LADY MACBETH OF MTSENSK, METropolitan OPERA, Outubro / October 2022

(Review in English below)

Dmitri Shostakovich escreveu esta ópera ousada quando era muito jovem. Passa-se no distrito de Mtsensk, cerca de 240 Km a sul de Moscovo, e na Sibéria, para onde os criminosos eram deportados ao longo da história do País. A encenação de Graham Vick traz a acção para meados do Séc XX. 
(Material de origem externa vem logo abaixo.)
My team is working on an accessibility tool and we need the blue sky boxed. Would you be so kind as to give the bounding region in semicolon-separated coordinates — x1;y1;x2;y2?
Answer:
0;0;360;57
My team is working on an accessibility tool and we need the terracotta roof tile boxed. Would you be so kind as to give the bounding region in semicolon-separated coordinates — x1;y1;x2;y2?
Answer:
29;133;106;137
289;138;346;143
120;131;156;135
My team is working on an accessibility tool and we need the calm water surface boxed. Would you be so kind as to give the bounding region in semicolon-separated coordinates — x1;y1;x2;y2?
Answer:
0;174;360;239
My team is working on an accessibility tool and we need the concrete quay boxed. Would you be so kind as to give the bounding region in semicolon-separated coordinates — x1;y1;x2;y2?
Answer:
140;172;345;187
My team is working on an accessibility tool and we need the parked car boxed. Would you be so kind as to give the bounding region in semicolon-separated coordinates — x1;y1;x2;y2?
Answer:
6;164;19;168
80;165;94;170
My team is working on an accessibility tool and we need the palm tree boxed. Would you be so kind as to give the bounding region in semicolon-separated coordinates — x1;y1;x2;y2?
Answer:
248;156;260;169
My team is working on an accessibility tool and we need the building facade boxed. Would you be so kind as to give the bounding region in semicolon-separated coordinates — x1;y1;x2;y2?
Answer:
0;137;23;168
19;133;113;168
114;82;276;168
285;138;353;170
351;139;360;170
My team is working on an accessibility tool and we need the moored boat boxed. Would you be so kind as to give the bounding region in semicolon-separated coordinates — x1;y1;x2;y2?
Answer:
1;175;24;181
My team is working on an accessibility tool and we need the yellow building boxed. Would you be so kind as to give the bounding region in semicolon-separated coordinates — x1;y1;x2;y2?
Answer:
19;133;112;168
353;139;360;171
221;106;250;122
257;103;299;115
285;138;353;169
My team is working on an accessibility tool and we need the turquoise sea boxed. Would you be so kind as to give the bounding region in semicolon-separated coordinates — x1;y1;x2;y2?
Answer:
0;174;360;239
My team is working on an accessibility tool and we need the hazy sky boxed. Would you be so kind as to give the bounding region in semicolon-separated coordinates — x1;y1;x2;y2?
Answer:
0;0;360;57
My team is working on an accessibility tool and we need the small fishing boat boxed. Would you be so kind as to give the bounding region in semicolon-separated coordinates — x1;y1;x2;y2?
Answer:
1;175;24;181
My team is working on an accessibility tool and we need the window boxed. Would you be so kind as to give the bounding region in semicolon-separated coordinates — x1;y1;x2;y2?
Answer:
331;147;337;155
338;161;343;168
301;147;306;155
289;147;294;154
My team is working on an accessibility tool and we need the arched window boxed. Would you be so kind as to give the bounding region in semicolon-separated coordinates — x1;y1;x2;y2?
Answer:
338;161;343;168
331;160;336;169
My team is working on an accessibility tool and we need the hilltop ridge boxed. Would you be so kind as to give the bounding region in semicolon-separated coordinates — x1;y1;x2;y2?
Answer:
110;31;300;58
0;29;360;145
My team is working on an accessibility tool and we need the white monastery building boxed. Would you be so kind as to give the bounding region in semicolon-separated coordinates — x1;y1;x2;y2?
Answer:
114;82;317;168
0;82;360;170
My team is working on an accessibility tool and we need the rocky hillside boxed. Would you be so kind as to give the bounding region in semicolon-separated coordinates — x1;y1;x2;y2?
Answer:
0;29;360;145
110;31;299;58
Katerina Ismailova leva uma vida desinteressante e sem paixão pelo marido Zinovy Ismailov. O sogro Boris Ismailov acusa-a de não lhe dar um neto, responsabilidade que ela atribui a Zinovy. Surge um novo empregado, Sergey, com quem Katerina se envolve sexualmente. A criada Aksynia diz que ele é um conquistador. Ao serem vistos pelo sogro, Katerina mata-o com cogumelos envenenados. O marido também é assassinado por ambos. Sergei e Katerina casam-se mas o corpo do marido é descoberto e são deportados para a Sibéria. Katerina encontra Sergei que a rejeita e lhe pede umas meias para dar a Sonyetka, uma nova conquista. Numa ponte, Katerina empurra Sonyetka e lança-se também à água, morrendo ambas afogadas.


A direcção musical foi da maestrina  Keri-Lunn Wilson. apesar de este tipo de música não ser o meu favorito, a Orquestra e o Coro foram excelentes


Os solistas foram notáveis. A soprano Svetlana Sozdateleva fez uma Katerina Ismailova muito boa em cena, a encenação também ajuda, e a interpretação vocal foi irrepreensível. Voz de timbre muito agradável, bem audível em toda a extensão e transmitindo os diferentes estados de espírito da personagem.

Também a um nível superlativo esteve o tenor Brandon Jovanovich como Sergei. Notável tanto no desempenho cénico como no vocal, oferecendo-nos uma interpretação emotiva, convincente e sempre sobre a orquestra, mesmo quando esta toca em forte.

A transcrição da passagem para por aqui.